There has been continuing discussion about PLab spectrometer camera focus since poor focus can add error. I have recommended that the camera should be focused on the slit, as opposed to infinity or any other value, because the slit forms the simulation of collimated light and, in practicality, forms the "object" being photographed. However, webcam optics are somewhat limited.
I decided to perform a visual graphics check of the PLab 3.0 SanmTech camera as part of my work on a PLab 3 upgrade prototype (http://publiclab.org/notes/stoft/03-02-2015/plab-3-spectrometer-upgrade-prototype). The hypothesis, that the depth of field (DOF) would make exact focus difficult, was only part of the problem. Below is a mosaic containing a number of equal-area-cropped PLab 3 Sanm camera images, taken of the same target, at 2-inch distance increments. The target is scalable and has more resolution than the camera to make observing detail more obvious.
[ Note: This image file was down-sampled from the original so as to limit the upload file size for posting here.]
Notice the following:
At short distances, the lens is clearly not focused for that distance
At the longest distances the image is fuzzy; because of the added distance
The "best" focus is roughly 8-10 inches but still remains a bit "fuzzy"
Near the best focus, the change in detail is not dramatic even over a distance change of 2 inches -- this suggests focus sensitivity is low
None of the image graphics are very sharp -- likely due to he webcam lens, which is probably made of polycarbonate plastic
Images remain fuzzy even though the camera physical aperture is only ~1.5mm diameter (the region of least distortion) while the lens is 5mm diameter.

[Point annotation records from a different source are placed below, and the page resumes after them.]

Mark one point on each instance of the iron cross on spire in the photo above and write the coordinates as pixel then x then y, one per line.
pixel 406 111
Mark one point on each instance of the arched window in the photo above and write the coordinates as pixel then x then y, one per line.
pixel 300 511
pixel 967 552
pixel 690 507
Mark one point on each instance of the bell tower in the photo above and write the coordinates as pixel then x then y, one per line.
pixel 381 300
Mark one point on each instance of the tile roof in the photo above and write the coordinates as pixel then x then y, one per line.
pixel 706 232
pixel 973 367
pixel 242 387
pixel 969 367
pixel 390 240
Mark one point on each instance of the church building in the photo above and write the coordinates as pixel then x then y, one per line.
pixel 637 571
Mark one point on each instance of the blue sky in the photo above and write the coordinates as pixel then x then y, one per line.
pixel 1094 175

The depth of focus (DOF) is very broad so attempting to re-focus within even an inch would be difficult
Conclusions: Webcam lenses make for fuzzy images, even when "in focus" but the DOF is so broad the spectrometer is not very sensitive to the slit-camera distance. So, focus distance is important, but better focus alone will not provide significant improvement over what the present PLab spectrometer designs provide (assuming proper construction and setup).